Boris Johnson would have been a gift to Valle-Inclán, though perhaps even he would have struggled to make him up. The concave and convex mirrors used by the author in his play, Luces de Bohemia, are, metaphorically, reflecting back to us some deeply disturbing images of our contemporary body politic - not so much spitting as maniacally grinning.
The "something rotten in the state" has been graphically exposed as the Honours System itself. The exercise of Prime Ministerial patronage through the awarding of titles, decorations and medals - the so-called 'gongs' - has always been questionable but now Johnson has weaponised it. The Labour Party's pledge to abolish the House of Lords has been given added impetus by Johnson's shameless resignation honours list, which surely gives them all the ammunition they need to bring down this utterly discredited system.

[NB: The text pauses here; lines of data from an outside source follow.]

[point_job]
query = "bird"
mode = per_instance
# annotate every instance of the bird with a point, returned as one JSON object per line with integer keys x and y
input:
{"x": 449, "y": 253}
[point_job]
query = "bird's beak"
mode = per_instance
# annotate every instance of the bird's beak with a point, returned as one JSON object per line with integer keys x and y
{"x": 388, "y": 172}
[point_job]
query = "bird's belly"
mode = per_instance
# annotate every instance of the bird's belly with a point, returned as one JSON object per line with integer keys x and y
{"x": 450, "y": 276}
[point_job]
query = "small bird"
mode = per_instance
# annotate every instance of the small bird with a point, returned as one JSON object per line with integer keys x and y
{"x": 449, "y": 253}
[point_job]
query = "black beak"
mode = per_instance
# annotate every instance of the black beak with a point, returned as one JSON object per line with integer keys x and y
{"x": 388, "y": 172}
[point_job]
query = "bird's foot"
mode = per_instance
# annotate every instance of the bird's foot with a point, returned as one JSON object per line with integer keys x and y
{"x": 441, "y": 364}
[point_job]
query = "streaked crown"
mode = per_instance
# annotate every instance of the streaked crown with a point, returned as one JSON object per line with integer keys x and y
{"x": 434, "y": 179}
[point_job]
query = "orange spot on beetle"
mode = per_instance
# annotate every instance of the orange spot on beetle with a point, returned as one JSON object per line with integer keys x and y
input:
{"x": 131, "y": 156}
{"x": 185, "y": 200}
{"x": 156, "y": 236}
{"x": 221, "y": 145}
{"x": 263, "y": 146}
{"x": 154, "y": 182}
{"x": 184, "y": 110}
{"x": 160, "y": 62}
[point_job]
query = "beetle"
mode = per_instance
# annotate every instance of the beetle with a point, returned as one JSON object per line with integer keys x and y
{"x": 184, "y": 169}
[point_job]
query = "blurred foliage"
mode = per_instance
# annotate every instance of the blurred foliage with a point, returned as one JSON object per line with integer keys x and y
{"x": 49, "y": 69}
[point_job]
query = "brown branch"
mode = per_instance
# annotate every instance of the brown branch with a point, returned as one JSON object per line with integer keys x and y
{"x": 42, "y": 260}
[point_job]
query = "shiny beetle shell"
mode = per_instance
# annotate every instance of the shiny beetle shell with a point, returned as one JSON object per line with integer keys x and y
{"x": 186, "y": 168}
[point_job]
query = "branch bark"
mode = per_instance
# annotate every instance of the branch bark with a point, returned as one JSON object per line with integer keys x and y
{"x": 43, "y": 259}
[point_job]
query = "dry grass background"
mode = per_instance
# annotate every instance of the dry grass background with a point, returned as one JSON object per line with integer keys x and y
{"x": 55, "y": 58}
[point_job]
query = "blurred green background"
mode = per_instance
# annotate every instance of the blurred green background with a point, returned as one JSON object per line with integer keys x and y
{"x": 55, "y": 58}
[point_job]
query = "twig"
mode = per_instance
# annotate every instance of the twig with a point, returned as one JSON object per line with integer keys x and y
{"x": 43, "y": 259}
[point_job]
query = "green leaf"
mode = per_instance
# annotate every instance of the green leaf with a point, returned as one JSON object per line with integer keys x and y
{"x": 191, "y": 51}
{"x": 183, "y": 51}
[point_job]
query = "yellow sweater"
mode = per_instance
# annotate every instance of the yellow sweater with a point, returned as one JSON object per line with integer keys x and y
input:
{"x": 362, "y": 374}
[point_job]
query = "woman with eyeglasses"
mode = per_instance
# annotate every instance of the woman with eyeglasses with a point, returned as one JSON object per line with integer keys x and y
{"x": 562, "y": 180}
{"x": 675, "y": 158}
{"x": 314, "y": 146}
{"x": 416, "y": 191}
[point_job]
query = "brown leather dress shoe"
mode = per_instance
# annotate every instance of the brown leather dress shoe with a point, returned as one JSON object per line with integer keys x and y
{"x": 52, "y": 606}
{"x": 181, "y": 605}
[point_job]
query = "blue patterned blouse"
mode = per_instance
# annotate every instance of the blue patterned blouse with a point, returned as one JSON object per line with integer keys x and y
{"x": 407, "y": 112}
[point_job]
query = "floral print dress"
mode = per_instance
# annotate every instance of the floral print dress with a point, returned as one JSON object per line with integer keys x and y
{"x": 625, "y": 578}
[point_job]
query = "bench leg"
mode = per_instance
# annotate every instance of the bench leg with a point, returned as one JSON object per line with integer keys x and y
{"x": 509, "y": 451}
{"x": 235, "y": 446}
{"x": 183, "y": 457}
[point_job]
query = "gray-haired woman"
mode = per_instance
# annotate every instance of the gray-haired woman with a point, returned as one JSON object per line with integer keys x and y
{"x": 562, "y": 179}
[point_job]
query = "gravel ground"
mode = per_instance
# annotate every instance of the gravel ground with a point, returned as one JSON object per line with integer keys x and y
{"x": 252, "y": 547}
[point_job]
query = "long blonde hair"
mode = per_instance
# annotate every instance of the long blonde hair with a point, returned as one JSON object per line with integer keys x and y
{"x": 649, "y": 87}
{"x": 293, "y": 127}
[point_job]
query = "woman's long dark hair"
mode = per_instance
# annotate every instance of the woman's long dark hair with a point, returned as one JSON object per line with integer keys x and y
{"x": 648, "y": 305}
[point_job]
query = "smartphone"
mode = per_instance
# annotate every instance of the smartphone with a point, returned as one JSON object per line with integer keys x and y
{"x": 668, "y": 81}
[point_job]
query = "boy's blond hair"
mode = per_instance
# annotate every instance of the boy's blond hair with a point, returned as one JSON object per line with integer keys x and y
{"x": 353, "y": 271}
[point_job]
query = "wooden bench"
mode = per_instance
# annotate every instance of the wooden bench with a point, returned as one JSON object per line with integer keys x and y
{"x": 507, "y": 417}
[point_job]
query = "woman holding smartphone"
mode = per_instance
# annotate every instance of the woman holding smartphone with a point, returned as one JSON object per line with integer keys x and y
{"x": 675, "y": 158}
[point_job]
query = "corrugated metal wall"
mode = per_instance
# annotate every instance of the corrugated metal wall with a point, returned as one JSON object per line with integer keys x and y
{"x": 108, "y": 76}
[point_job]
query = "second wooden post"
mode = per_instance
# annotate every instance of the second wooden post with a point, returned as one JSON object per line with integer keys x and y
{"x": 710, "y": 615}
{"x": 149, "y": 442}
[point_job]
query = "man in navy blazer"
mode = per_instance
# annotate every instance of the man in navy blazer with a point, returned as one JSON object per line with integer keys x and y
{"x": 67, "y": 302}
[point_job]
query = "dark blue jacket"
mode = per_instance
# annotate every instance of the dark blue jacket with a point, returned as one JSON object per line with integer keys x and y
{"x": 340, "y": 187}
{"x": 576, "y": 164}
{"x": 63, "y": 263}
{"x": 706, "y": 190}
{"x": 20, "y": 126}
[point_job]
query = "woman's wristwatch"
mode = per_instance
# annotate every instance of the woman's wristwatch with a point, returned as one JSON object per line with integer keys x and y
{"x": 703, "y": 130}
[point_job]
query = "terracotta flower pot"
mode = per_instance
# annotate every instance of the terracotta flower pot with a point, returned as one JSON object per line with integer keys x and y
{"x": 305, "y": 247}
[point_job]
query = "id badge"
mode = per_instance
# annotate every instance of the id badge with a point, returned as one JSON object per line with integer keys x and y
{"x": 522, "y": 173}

And why stop there? The monarchy is often referred to as 'the fount of honour'. In reality these days the sovereign simply signs off on a list of names coming to Buckingham Palace from 10 Downing Street, but when those lists are as devalued as Johnson's the institutions of monarchy and peerage are both tainted by association. The current honours sytem is truly "more honoured in the breach than in th'observance" and the two major constitutional institutions it sustains (monarchy and House of Lords) are so deeply compromised by it as to put themselves beyond reform. Both should be swept away in a parliamentary cleansing of the Augean Stables.
English author, Lewis Carroll, in his story Through the Looking-Glass has his young heroine, Alice, transported to a topsy-turvy world in which, like a reflection, everything is reversed, including logic. His is a very English dystopia, more whimsical than grotesque - and intended for children, of course - whereas Valle-Inclán's vision of humanity is a mature one, refracted by a much darker lens. For his part, by holding his own distorting mirror up to nature, Boris Johnson has revealed the warped reality of a modern British politics reshaped by thirteen years of Tory misrule.
It is unrecognisable and nothing about it will ever look the same again.